Two of our kids (our son and one of the twins) somehow contracted poison oak from a local park where our son attended a summer camp. We had never dealt with poison oak before, so it took us more than a week to even recognize it, let alone treat it. Poor T and S– they are still healing, a month later! We read information online, of course, and from everything we could find it seemed that they should recover on their own in a few days with regular applications of calamine lotion, but it continued to fester with both of them. After two weeks of suffering we finally took them to the doctor for prescriptions of steroids and antibiotics (to prevent infection). Sheets had been changed, but I washed all bedding (including stuffed animals) to ensure that they weren’t getting new exposure. We washed all the laundry in hot water for the past several weeks (and will continue that for a while yet) to make sure we get all of the poison oak oil out of all clothing. Since we don’t know exactly when the exposure happened, we don’t know what they were wearing.
While they generally all played together at the park at pick-up time, it is interesting that only two of the kids were exposed. Of course, I’m grateful for that, but it makes it harder to know how to prevent future exposure. We got back from a camping trip last week, and there was a lot of poison oak throughout the campsite. We were there with a good friend who recognized it easily (and there was a large sign at the entrance of the campground, warning campers about it); she pointed out where it was to all the kids and explained to them that they mustn’t touch it or even brush up against it. The fact that you can get it on your clothing, and then inadvertently touch it and spread it to various parts of your body makes it so insidious.
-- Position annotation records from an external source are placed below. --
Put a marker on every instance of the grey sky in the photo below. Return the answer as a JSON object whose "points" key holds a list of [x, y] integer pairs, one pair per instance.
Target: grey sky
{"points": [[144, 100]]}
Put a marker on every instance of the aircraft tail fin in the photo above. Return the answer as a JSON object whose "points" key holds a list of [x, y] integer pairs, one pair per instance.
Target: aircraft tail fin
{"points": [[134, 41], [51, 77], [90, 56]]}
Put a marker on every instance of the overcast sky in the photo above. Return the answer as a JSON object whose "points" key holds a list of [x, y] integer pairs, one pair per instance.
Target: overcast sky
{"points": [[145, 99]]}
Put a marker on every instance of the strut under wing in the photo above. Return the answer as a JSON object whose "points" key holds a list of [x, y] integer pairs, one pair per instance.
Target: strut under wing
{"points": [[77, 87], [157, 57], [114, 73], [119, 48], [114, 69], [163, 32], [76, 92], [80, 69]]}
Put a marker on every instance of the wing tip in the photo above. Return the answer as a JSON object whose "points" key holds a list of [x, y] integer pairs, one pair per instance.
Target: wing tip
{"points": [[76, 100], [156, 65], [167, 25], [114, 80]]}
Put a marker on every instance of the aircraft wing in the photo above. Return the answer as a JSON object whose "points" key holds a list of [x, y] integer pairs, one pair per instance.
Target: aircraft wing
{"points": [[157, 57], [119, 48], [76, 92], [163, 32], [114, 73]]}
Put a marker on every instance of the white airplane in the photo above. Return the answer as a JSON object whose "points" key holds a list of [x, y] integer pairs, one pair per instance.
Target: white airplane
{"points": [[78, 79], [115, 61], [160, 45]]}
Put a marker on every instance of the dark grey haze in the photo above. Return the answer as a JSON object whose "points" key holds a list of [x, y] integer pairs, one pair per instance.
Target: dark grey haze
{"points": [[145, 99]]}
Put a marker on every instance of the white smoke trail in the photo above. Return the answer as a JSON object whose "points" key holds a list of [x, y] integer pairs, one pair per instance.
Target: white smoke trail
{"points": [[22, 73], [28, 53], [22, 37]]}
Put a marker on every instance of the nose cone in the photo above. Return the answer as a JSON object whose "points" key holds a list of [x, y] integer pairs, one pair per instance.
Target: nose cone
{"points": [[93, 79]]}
Of course, with four kids in a campground with lots of poison oak I expected that we would face it again– and I was right, unfortunately. Somehow V must have brushed up against some on the last day. As soon as we got back from camping I had them strip off their clothes as they went into the guest house and go right to the shower, using special soap for poison oak. We washed all the clothes from the trip in hot water. Even still, poison oak appeared on V’s leg a day later, and has since spread. Either she somehow got the oil on something in the house (God knows what) or it is spreading from her sores, but we keep finding new itchy spots. So awful! I hate it, I hate it, I hate it . . . Why does this stuff need to even exist? Can’t we somehow rid the planet (or at least popular parks) of this nasty plant? And while we are at it, how about also getting rid of mosquitoes?